O Único era diferente de nós
e se tornou o que somos.
Quando nasceu, na linha máxima da pobreza,
foi celebrado por vozes aos ouvidos estranhas
e saudado por gente que se despreza
e recebido por uma mãe toda surpresa
e perfurmado por reis de história rasa.
Os outros deixaram frases de revolução
que trouxeram esperança de guerra ou paz.
O Único viveu palavras de plena verdade,
poesia vivida e roteiro claro para a eternidade.

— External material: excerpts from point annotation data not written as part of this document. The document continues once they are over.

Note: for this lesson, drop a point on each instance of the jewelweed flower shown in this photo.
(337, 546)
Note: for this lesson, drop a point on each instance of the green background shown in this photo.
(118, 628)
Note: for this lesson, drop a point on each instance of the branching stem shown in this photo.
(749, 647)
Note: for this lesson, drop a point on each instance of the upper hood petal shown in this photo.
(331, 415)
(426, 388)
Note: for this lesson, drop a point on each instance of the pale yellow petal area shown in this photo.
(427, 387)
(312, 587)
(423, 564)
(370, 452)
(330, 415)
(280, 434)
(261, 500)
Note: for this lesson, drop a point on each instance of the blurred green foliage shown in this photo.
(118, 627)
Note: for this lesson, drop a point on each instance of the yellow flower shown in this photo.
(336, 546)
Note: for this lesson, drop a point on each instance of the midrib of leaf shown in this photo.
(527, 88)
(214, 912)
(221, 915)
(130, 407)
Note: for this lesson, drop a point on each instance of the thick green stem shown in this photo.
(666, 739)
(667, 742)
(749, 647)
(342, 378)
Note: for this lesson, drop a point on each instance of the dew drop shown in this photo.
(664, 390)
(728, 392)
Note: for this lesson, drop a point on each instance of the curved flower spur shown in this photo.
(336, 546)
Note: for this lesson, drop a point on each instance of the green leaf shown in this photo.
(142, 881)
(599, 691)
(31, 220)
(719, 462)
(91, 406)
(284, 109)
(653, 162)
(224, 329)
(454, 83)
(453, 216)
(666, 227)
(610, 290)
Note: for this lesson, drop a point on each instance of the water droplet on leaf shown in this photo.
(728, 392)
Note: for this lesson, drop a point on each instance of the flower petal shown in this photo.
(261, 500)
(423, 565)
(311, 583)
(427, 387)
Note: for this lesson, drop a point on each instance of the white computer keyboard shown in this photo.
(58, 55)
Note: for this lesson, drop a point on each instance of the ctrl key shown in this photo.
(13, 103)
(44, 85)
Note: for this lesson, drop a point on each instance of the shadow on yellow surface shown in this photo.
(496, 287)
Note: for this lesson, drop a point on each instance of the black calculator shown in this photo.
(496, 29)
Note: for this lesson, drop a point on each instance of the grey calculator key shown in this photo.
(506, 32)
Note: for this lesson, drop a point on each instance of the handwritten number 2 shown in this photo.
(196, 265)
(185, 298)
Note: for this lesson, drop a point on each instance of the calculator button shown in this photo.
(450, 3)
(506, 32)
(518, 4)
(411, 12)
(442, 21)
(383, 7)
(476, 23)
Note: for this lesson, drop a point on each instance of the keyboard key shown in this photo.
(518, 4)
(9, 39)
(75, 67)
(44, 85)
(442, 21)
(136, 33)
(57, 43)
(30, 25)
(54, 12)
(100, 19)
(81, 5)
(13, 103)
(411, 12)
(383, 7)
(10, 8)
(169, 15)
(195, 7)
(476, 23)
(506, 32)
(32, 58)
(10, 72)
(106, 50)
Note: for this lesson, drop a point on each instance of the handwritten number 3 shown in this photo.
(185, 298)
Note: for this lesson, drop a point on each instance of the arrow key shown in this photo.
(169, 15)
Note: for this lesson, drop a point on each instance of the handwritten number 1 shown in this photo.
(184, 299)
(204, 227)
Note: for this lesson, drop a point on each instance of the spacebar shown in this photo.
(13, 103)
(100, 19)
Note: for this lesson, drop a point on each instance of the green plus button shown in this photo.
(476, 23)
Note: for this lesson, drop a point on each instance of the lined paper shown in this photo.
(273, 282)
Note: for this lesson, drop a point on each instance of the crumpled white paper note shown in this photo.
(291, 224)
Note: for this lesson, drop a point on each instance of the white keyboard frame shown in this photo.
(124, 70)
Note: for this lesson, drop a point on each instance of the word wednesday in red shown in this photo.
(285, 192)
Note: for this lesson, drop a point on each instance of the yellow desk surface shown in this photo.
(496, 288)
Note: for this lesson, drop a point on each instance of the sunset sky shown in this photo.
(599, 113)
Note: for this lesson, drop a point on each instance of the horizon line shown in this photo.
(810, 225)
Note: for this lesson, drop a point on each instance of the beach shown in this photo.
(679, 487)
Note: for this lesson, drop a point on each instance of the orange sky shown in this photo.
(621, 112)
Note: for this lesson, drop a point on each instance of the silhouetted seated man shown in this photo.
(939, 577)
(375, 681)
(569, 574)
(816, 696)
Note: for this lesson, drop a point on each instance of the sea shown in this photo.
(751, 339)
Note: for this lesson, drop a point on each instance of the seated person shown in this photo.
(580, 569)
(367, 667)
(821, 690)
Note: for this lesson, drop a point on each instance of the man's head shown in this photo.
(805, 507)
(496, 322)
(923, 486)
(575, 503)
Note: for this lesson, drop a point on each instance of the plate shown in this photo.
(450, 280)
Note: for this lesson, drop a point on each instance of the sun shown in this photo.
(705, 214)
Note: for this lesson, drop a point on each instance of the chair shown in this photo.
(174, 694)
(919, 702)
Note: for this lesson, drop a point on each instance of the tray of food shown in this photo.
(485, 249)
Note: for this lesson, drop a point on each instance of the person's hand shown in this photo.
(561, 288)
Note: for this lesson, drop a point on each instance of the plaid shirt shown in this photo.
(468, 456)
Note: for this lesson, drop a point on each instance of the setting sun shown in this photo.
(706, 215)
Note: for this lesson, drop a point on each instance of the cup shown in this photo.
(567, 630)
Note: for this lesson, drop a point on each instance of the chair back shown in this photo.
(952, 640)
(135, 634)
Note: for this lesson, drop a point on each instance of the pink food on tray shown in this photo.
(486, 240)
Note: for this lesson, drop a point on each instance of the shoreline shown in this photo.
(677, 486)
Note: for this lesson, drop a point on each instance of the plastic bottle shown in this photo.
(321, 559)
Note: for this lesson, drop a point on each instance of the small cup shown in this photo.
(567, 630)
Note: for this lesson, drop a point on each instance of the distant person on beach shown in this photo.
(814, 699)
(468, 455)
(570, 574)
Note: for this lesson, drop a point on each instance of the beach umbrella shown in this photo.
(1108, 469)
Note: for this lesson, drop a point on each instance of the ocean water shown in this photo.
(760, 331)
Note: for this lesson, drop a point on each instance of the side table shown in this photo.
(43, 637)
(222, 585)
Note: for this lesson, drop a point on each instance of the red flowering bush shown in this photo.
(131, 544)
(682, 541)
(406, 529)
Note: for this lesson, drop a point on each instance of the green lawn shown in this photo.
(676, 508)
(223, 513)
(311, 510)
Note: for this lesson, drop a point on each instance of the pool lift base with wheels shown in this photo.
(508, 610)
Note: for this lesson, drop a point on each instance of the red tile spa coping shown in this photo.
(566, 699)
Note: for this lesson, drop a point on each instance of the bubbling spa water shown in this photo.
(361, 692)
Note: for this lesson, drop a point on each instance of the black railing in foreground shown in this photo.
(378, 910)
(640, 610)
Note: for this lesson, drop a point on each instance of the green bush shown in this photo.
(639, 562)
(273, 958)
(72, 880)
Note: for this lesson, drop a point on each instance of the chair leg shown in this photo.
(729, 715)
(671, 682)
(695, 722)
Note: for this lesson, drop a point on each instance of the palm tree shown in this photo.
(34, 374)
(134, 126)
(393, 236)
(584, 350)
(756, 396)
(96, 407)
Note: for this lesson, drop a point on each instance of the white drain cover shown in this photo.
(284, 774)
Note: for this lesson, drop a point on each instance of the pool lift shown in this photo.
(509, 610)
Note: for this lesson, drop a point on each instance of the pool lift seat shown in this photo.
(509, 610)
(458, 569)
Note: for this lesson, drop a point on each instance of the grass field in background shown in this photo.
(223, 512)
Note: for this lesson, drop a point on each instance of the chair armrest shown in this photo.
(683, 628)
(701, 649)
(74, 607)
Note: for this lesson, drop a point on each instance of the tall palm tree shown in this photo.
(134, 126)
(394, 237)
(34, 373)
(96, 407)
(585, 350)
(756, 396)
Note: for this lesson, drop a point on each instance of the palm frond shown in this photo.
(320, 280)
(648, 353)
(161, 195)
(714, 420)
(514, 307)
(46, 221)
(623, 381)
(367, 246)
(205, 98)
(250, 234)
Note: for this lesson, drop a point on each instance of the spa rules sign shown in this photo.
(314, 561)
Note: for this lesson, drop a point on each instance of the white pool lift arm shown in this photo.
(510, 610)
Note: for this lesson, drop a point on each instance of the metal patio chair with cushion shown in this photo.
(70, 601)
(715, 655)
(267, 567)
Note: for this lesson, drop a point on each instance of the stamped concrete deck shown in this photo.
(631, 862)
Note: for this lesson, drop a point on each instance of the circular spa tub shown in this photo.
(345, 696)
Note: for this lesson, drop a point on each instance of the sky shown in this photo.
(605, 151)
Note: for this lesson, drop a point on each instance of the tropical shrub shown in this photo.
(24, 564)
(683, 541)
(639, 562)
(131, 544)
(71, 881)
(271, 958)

Quando falou, a muitos pareceu em vão,
porque seus ouvintes preferiam sinais
que o tempo com o tempo desfaz.
Os outros buscaram corajosamente a santidade
e acertaram e erraram no trajeto.
O Único não trilhou um sequer desvio,
não porque já soubesse o caminho,
mas porque era o próprio Itinerário.
Quando viveu, não teve um travesseiro
mas serviu de ombro ao companheiro
que com um beijo renunciaria ao projeto.
Os outros chegaram ao fim como pó,
que é o destino de todo humano.
O Único ia tendo o mesmo destino,
mas dias depois de ter na cruz pendido
ainda partilhou um peixe com os amigos
antes de regressar para Onde veio.
Quando morreu, como parte do seu mistério
a história se rasgou bem no meio
como um relâmpago que o céu divide
como se uma saída para o retorno abrisse.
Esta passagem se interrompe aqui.